Kanye West porównał ruch #MeToo do "Roku 1984" Orwella. "To kontrola umysłów"

2021-11-06 19:00

Kanye West odniósł się do krytyki swojej współpracy z oskarżanym o gwałt Marilynem Mansonem. Raper porównał ruch #MeToo, w ramach którego kilka lat temu kobiety masowo oskarżały twórców Hollywood o molestowanie seksualne, do orwellowskiej wizji świata z książki "Rok 1984". Kanye West kolejny raz powiedział o kilka słów za dużo?

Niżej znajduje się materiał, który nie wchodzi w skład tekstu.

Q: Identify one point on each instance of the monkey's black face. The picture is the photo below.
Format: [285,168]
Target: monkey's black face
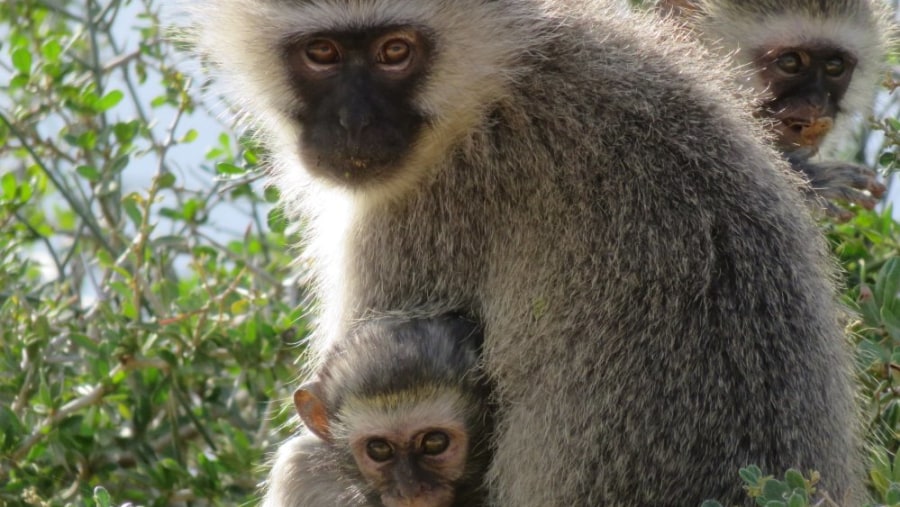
[806,86]
[414,469]
[358,120]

W ostatnią niedzielę października Kanye West kolejny raz pokazał się publicznie w towarzystwie Marilyna Mansona, rockmana oskarżanego przez grupę kobiet o niewłaściwe zachowania seksualne, a nawet o gwałt. Po niedawnym zaproszeniu Mansona na scenę podczas prezentacji albumu Donda, Kanye nie przejął się krytyką i wystąpił u jego boku podczas wspólnej modlitwy i śpiewu Gospel w ramach swojego cyklu Sunday Service. 

>> ZOBACZ TEŻ: Kanye West PODPADLIŁ SIĘ na scenie!

Na rapera posypały się gromy, ale i tym razem Ye nie bardzo się nimi zmartwił. Wręcz przeciwnie: West odbija piłeczkę i zaczepnie porównuje ruch #MeToo do... zniewolenia umysłów, które George Orwell przedstawił w swojej powieści "Rok 1984"!

Tą wypowiedzią Kanye West na pewno nie zyska zbyt wiele nowych fanek. Raper zdaje się mieć za nic dramaty kobiet opisujących swoje doświadczenia z molestowaniem seksualnym ze strony znanych postaci popkultury. 

Podczas ponad dwugodzinnego podcastu Drink Champs Kanye West odniósł się do zarzutów o wspieranie oskarżanego o molestowanie i gwałt Marilyna Mansona. 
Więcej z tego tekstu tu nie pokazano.